Did you know that Jesus' miraculous multiplication of bread has an Old Testament counterpart?
I didn't realize this until I started working on a new project for the Vida Nova publishing house: checking and revising cross references for a new study Bible.
[Vida Nova already has a study Bible in its catalog, using a Portuguese translation licensed by the Brazilian Bible Society. The new study Bible will be based on a new translation prepared by our own team of Hebrew and Greek scholars here in Brazil, called the Almeida Século 21 (Almeida Century 21).]
Although painstaking, the work of cross references is fascinating. The New Testament was not written in a vacuum, of course. The Old Testament background is deep and essential to understanding the message of the Gospels, Acts and Letters.
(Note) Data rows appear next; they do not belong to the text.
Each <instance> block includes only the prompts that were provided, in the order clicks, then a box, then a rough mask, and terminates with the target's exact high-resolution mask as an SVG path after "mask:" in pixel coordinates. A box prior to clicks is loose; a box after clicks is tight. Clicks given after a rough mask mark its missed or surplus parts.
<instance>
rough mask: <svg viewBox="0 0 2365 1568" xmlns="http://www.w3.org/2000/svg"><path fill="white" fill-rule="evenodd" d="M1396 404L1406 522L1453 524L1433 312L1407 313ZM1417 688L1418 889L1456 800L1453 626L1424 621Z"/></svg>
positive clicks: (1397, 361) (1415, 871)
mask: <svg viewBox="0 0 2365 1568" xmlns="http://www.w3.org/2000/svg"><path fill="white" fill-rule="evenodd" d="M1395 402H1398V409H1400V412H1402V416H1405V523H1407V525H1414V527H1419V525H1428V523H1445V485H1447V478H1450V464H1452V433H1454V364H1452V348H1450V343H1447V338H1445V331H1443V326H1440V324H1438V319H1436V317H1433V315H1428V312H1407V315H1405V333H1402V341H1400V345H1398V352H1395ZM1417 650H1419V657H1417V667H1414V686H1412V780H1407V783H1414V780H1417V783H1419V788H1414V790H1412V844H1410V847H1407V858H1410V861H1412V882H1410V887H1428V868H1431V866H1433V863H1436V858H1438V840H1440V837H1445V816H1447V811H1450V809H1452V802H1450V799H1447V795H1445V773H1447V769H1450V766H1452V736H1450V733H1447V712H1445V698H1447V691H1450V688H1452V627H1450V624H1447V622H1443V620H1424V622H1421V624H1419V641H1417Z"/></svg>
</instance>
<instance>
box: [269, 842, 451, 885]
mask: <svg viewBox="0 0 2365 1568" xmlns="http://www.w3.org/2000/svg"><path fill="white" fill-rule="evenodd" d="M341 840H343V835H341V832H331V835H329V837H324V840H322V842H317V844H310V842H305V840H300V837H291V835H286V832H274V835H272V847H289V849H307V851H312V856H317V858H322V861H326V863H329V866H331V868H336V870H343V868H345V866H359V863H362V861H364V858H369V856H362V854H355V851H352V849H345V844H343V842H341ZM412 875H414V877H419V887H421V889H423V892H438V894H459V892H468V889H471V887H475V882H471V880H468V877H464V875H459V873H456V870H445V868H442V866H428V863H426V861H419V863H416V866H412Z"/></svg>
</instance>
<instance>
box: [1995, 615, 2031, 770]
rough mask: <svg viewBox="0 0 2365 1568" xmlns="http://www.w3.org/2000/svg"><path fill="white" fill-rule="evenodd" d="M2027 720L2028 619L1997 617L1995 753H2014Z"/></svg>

If you have any doubts, check out Jesus' encounter with the two disciples on the road to Emmaus: And beginning with Moses and the Prophets, he explained to them what was said in all the Scriptures concerning himself. (Luke 24:27, NIV)
So where is bread multiplied in the OT? Take a look at 2 Kings 4:42-44 (NIV):
A man came from Baal Shalishah, bringing the man of God twenty loaves of barley bread baked from the first ripe grain, along with some heads of new grain. "Give it to the people to eat," Elisha said."How can I set this before a hundred men?" his servant asked. But Elisha answered, "Give it to the people to eat. For this is what the LORD says: 'They will eat and have some left over.' " Then he set it before them, and they ate and had some left over, according to the word of the LORD.
See the similarities to the accounts in Matthew 14, Mark 6, Luke 9 and John 6? Even down to the incredulity of the servant and the leftovers! There is, however, an amazing difference in proportions. Elisha feeds 100 men with 20 loaves (5:1 ratio), but Jesus feeds 5,000 men with only 5 loaves (1,000:1 ratio)! Don't you get the feeling that God wanted to emphasize the fact that, in Jesus' case, You are my Son, whom I love; with you I am well pleased?